<Default Package>
Type string
UTF-8-encoded string type.
Enclose string literals in double quotes. Values of the string type are sequences of non-null Unicode characters encoded in UTF-8 format. Note that UTF-8 is a variable-width encoding and a character can occupy from 1 to 4 bytes of storage. The characters in the 7-bit ASCII character set are a subset of UTF-8 and occupy a single byte each.
Although string types are discussed as though they are primitive types, they are actually reference types. However, EPL's string objects are immutable. For example, a statement such as s:=s+" suffix"; creates a new string object and changes the variable s to refer to that new string object. Any other references to the old value continue to point to the old value.

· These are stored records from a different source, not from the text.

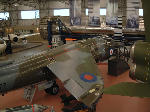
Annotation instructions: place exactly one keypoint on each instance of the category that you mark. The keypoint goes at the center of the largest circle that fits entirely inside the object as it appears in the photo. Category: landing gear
(53, 90)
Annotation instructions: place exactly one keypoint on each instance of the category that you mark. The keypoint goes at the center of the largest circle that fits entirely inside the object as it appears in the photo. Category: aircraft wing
(77, 69)
(129, 89)
(28, 35)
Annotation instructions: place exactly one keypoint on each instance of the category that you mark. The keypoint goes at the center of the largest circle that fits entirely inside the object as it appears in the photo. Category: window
(102, 11)
(34, 14)
(140, 12)
(4, 15)
(86, 12)
(61, 12)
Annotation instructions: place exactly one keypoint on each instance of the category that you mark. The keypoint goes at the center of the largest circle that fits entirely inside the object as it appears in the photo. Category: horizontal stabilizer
(77, 69)
(129, 89)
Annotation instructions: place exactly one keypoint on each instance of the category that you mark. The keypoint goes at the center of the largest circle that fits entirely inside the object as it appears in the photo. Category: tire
(53, 90)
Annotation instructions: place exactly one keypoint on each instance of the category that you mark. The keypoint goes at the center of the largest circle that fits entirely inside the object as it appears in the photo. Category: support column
(84, 20)
(14, 15)
(75, 12)
(112, 13)
(94, 12)
(132, 14)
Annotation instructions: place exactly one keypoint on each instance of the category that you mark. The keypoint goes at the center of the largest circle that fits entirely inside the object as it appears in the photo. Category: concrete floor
(108, 103)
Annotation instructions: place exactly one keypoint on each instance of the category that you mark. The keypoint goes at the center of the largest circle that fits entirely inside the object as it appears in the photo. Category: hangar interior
(74, 56)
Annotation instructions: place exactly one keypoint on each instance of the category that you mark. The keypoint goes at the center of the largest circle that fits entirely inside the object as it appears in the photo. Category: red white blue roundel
(88, 77)
(111, 52)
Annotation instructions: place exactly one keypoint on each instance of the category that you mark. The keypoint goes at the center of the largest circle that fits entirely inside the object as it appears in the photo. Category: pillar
(75, 12)
(94, 12)
(112, 13)
(132, 14)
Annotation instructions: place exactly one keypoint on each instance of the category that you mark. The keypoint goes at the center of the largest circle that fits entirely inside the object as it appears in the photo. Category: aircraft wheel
(53, 90)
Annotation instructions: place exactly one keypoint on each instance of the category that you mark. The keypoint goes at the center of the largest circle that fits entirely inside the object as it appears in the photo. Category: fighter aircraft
(72, 63)
(139, 67)
(2, 46)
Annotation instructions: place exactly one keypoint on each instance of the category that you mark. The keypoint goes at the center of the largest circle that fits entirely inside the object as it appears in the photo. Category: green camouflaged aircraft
(140, 65)
(72, 63)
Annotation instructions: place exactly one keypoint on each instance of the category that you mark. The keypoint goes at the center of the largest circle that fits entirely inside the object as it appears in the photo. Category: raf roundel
(88, 77)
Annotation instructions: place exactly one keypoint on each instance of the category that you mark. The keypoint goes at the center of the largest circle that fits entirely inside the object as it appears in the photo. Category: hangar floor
(108, 103)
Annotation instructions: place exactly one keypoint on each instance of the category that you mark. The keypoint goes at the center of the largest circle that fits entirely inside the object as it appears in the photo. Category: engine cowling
(140, 66)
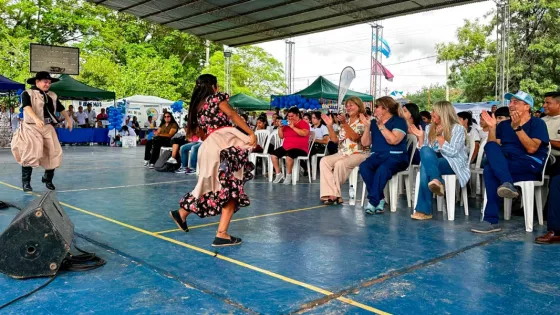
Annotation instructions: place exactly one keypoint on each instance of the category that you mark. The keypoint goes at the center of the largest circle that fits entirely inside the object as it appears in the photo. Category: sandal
(177, 219)
(222, 242)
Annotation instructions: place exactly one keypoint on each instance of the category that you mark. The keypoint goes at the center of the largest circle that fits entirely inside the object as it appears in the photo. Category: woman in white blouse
(336, 168)
(442, 152)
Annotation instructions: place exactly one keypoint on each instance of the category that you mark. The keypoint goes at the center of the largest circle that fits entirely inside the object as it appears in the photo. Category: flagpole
(371, 64)
(381, 63)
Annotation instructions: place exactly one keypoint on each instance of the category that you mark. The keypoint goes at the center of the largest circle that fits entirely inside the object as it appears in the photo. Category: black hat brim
(31, 81)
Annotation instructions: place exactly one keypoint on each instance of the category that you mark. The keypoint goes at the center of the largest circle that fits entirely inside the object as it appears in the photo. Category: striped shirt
(454, 152)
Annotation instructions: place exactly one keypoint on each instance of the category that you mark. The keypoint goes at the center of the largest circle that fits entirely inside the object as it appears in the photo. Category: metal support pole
(502, 49)
(447, 80)
(207, 53)
(227, 59)
(371, 63)
(380, 61)
(289, 66)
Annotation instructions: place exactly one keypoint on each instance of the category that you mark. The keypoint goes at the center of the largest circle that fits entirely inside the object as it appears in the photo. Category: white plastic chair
(354, 182)
(297, 161)
(530, 191)
(477, 171)
(449, 197)
(394, 181)
(263, 140)
(314, 160)
(274, 141)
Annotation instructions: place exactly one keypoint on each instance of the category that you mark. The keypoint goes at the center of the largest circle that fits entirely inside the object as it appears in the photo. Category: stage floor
(297, 256)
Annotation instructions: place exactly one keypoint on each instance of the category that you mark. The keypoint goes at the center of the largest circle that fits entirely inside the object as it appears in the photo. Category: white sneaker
(288, 180)
(181, 170)
(279, 177)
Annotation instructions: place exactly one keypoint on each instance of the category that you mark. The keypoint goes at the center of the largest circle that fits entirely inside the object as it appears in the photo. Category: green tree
(253, 72)
(534, 52)
(428, 95)
(118, 51)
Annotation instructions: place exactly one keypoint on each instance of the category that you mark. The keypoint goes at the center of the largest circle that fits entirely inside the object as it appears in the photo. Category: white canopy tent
(142, 106)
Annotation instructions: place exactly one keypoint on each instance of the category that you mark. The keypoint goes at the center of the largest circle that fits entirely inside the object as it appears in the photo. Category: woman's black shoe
(26, 178)
(47, 179)
(177, 218)
(221, 242)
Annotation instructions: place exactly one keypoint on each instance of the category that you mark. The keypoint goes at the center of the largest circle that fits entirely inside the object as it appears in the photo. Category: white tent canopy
(143, 106)
(149, 100)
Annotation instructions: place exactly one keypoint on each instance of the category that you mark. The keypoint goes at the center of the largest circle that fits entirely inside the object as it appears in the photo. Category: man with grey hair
(516, 151)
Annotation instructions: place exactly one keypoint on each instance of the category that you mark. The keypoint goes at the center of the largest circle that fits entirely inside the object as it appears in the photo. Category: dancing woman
(225, 167)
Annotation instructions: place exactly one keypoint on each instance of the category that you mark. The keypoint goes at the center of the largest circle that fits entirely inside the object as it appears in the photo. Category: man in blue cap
(516, 151)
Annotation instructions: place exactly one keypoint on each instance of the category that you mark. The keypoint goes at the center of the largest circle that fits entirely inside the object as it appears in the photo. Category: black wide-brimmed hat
(42, 75)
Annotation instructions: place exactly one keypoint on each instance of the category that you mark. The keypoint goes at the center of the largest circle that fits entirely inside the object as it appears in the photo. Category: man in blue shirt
(388, 150)
(516, 150)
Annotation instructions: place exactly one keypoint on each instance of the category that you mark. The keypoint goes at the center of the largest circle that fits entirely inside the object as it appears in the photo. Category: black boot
(26, 178)
(47, 179)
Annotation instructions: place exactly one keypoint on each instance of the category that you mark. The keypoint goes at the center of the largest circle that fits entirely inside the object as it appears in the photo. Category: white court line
(124, 186)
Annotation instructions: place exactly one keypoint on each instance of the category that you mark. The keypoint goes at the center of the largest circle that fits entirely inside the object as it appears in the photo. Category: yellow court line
(242, 219)
(219, 256)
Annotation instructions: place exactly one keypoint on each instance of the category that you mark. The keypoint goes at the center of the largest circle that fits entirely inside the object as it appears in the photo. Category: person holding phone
(295, 132)
(336, 168)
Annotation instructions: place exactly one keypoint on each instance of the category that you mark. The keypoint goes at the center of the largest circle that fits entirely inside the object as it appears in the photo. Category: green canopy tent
(248, 103)
(69, 88)
(325, 89)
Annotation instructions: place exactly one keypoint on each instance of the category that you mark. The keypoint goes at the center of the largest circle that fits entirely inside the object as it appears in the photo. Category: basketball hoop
(55, 70)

Operations that can return a different string value, such as concatenation, case folding, or trimming white space, always create new strings rather than modifying the existing value in place. The previous value's storage is recovered later by the EPL runtime garbage collector.
The length of a string is limited by the memory available at runtime, which can be multiple gigabytes. In practice, you are unlikely to exceed the limit in a single string.
Special characters are encoded with a backslash (\) as follows:
\" | double quote |
\\ | backslash |
\n | newline |
\t | tab |
The following operators are supported with strings:
< | Less-than string comparison |
> | Greater-than string comparison |
<= | Less-than or equal string comparison |
>= | Greater-than or equal string comparison |
= | Equal string comparison |
!= | Not-equal string comparison |
+ | String concatenation |
When you compare two strings for equality, the result is true if the strings are the same length and each character in one string is identical to the corresponding character at the same position in the other string.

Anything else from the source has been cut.